Europese consument niet bang voor prijs jazz-appels
nieuws"Ach, we kunnen nauwelijks aan de vraag voldoen. Die appel is zo goed dat die zichzelf verkoopt. In Engeland hebben ze hem uitgeroepen tot de beste appel van 2008. Sterk punt is zijn vastheid. Jazz wordt niet melig. Die kun je makkelijk twee dagen op de keukentafel laten liggen. Al is het natuurlijk beter om appels koel te bewaren".
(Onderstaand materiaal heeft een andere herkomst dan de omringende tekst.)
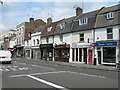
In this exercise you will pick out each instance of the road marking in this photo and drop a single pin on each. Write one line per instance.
(37, 73)
(43, 67)
(46, 82)
(87, 74)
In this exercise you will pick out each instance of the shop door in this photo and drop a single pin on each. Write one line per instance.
(99, 57)
(85, 55)
(89, 56)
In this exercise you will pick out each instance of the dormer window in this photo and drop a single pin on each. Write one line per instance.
(62, 25)
(49, 29)
(110, 15)
(83, 21)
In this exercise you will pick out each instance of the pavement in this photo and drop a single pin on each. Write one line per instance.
(88, 66)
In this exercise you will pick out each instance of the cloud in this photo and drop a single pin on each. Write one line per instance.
(15, 13)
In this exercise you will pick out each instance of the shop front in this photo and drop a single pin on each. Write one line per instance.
(35, 53)
(82, 53)
(107, 52)
(27, 52)
(62, 52)
(19, 52)
(46, 52)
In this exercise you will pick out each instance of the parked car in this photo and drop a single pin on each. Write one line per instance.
(5, 56)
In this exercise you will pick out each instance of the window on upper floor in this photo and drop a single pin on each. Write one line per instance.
(29, 34)
(49, 29)
(110, 15)
(83, 21)
(109, 33)
(62, 25)
(47, 40)
(81, 37)
(61, 37)
(38, 41)
(34, 42)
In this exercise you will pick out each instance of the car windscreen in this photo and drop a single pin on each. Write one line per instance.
(5, 53)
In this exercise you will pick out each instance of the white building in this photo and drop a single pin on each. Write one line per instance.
(107, 36)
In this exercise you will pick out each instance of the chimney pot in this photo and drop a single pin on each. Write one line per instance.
(49, 20)
(79, 11)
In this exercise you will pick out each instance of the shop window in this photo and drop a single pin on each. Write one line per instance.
(109, 33)
(76, 54)
(109, 54)
(80, 55)
(62, 25)
(81, 37)
(38, 41)
(61, 37)
(34, 42)
(73, 54)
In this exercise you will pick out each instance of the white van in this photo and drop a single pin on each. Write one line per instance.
(5, 56)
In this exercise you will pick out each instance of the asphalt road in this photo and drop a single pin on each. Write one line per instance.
(36, 74)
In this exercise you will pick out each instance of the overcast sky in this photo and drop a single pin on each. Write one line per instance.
(15, 12)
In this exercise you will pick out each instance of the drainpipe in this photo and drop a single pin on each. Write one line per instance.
(95, 60)
(53, 48)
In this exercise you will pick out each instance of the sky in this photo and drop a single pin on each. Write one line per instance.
(14, 12)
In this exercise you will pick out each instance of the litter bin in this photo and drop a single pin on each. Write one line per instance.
(95, 61)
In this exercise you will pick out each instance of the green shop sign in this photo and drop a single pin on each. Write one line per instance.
(46, 46)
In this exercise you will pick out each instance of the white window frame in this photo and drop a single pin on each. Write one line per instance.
(49, 29)
(83, 21)
(110, 15)
(62, 25)
(81, 37)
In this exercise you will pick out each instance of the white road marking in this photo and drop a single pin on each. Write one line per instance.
(87, 74)
(37, 73)
(46, 82)
(44, 67)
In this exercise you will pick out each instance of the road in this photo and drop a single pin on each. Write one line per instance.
(37, 74)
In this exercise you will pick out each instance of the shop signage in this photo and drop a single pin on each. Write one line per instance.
(81, 45)
(106, 44)
(46, 46)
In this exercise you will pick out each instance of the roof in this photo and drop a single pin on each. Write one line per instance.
(91, 21)
(39, 29)
(102, 21)
(67, 29)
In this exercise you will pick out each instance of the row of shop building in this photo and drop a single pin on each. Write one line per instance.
(89, 38)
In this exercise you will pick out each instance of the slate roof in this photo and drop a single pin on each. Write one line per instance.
(91, 21)
(39, 29)
(68, 24)
(102, 21)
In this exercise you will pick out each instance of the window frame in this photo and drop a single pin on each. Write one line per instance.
(110, 15)
(81, 37)
(61, 37)
(83, 21)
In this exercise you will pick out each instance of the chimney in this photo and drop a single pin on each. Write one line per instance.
(49, 20)
(79, 11)
(32, 24)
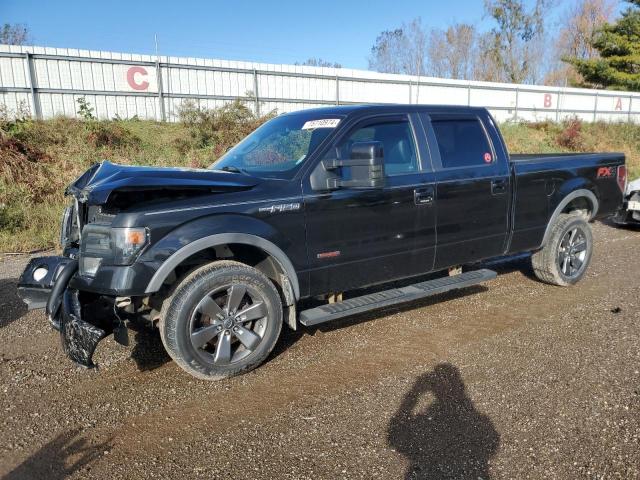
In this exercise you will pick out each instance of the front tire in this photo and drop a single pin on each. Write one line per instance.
(565, 257)
(221, 320)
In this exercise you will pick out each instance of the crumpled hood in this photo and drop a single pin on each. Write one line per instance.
(98, 182)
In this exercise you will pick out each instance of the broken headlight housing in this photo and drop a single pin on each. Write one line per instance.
(103, 245)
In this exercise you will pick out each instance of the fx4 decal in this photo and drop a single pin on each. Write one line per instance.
(284, 207)
(606, 172)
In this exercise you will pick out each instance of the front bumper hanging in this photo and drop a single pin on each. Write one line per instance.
(62, 304)
(79, 338)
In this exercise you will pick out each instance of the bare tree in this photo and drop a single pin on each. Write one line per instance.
(579, 26)
(15, 34)
(402, 50)
(452, 53)
(514, 45)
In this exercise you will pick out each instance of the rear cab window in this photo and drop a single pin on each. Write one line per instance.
(462, 141)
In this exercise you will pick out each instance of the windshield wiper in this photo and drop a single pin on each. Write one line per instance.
(232, 169)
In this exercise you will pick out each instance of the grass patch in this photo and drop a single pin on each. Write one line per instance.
(38, 159)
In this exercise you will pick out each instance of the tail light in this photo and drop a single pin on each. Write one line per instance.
(622, 178)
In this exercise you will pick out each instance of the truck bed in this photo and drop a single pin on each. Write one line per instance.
(545, 157)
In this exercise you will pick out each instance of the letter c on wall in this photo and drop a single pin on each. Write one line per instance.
(134, 82)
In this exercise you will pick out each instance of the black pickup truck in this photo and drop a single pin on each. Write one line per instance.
(310, 205)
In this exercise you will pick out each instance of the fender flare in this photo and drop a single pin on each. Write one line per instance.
(582, 192)
(221, 239)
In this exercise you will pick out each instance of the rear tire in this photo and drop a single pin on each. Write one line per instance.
(565, 257)
(221, 320)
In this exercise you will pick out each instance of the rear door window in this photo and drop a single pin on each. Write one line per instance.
(462, 141)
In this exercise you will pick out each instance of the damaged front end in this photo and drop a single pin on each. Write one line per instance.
(98, 281)
(66, 307)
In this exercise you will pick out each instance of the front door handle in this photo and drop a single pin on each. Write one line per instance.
(423, 196)
(498, 187)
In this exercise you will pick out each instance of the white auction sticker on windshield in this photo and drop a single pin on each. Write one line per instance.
(323, 123)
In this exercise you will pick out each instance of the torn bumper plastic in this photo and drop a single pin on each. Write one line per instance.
(45, 283)
(79, 338)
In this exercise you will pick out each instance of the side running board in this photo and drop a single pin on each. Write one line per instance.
(352, 306)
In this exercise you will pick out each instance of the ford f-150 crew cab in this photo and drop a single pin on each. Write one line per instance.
(310, 205)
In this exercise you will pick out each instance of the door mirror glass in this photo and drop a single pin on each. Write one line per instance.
(363, 169)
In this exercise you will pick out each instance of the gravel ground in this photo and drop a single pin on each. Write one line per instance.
(514, 379)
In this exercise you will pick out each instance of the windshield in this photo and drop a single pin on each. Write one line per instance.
(280, 146)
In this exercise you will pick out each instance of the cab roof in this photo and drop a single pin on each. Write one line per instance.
(344, 110)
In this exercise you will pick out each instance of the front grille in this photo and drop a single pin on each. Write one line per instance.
(69, 230)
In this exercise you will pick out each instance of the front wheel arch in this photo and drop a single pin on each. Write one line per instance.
(291, 287)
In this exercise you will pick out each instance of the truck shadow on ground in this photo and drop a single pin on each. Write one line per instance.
(449, 438)
(148, 351)
(66, 454)
(12, 308)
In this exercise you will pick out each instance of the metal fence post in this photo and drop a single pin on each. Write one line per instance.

Tony Fissette - in Sint-Truiden ook bekend als Tony Kiwi - is een geboren verkoper, maar wel eentje die zijn markt kent. Vanuit zijn pand aan de Tongersesteenweg verhandelt hij om de twee weken een heel schip vol jazz-appels. Goed voor 200 vrachtwagens, die in heel Europa rondrijden. "Drie jaar geleden zijn we begonnen met 200.000 kilo jazz, dit jaar gaat dat naar 60 à 70 miljoen kilo. We zullen over een paar jaar aan 80 à 100 miljoen kilo zitten. Dan stoppen we, want we willen vraag en aanbod op elkaar afstemmen. Zo kunnen we de prijs in de hand houden".
Die prijs is trouwens erg hoog: in de winkel betaal je al snel 3 euro voor een kilo jazz. Twee keer zo veel als onze inlandse jonagold. "Het is inderdaad de duurste appel, maar het is ook de lekkerste", luidt het. Hoe lang is zo'n appel onderweg? "De appels worden geplukt, meteen in gekoelde containers gestopt en zo verscheept. Ze zijn meestal 14 dagen onderweg, maar via Panama kan dat oplopen tot vier weken. Dat is lang, maar aan die appel verandert er onderweg niets. We kunnen nu trouwens het hele jaar rond jazz verkopen. Nu heb je de Nieuw-Zeelandse, in oktober de Franse en dan de Amerikaanse".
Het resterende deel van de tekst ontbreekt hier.